Holman Jenkins’ January 19 Wall Street Journal column criticizing New York City’s lawsuit against the oil industry for climate change injuries is a perfect example of why one shouldn’t spout opinions about litigation without reading the relevant documentsor at least without asking a lawyer what they say.

Mr. Jenkins starts by saying that NYC’s claim “that oil companies cause a public nuisance in the form of greenhouse gases, has already been rejected by the U.S. Supreme Court.”  Wrong. In fact, there are two significant mistakes in a single sentence.

Jenkins is referring to the Supreme Court’s 2011 decision in Connecticut v. AEP, which held that you could not bring a federal common-law nuisance claim against greenhouse gas emitters. New York City is bringing state common law nuisance claims (among others) against fossil fuel producers. As any lawyer would have told him, there are huge legal differences between these two cases.

On the federal v. state claim issue, Jenkins would not even have needed to call a lawyer if he had actually read AEP. He would have come across the Court explicitly distinguishing state nuisance claims from federal ones, saying that it was not addressing the merits of the former: “None of the parties have briefed preemption or otherwise addressed the availability of a claim under state nuisance law.
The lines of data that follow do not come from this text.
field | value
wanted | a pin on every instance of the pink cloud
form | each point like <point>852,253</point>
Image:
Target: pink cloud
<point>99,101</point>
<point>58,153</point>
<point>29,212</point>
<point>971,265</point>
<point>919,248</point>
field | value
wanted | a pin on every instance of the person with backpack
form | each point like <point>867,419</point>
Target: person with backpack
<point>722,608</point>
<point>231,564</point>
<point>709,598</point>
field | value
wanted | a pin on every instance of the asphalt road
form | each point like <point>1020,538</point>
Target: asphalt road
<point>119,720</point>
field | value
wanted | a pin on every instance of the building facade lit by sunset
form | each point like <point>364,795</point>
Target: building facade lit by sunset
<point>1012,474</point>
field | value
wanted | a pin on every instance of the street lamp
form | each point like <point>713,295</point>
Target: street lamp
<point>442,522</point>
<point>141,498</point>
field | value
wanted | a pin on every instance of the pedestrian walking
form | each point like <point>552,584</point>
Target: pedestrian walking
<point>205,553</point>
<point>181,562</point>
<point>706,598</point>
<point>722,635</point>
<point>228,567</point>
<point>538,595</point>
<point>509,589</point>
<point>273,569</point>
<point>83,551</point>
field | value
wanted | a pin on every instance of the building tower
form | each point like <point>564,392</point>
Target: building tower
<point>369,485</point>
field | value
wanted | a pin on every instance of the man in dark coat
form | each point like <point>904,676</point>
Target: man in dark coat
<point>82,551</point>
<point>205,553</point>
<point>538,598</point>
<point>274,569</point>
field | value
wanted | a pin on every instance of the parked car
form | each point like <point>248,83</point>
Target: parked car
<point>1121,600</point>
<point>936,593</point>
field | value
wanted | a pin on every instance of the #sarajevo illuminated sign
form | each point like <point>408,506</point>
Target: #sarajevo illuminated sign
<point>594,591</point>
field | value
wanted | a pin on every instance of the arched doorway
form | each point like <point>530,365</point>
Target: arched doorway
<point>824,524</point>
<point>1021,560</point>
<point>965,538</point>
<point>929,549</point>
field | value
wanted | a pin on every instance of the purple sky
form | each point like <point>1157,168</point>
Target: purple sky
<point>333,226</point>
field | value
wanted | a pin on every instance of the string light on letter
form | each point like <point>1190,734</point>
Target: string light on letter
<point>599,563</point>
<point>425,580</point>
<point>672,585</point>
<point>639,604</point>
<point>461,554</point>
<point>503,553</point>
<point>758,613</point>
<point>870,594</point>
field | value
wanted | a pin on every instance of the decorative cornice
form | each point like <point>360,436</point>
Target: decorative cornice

We therefore leave the matter open for consideration on remand.” It doesn’t appear to me like they “rejected” these claims.  But why let facts get in the way of a good screed?

As to who the defendant is, in AEP they were the people burning fossil fuels, not the people producing and marketing them. This is a big difference. Suppose my brakes fail and I run over granny in the crosswalk; as the driver I may or may not be liable, but GM would absolutely be on the hook.

Undaunted, Jenkins continues: “The oil performed exactly as advertised. The public got exactly the benefit it expected. Where is the fraud?”

That the oil “performed exactly as advertised” and the public got “exactly the benefit it expected” is precisely the problem; just substitute “cigarettes” or “asbestos” for “oil”. The complaint (really, if only he had read it) lays out the long history of defendants’ concealing their knowledge that their oil would cause global warming, in much the same way as R.J. Reynolds concealed the dangers of smoking and Johns-Manville concealed the dangers of asbestos.

The climate nuisance cases are a serious and controversial matter, and deserve far more thoughtful analysis than Jenkins’ knee-jerk response.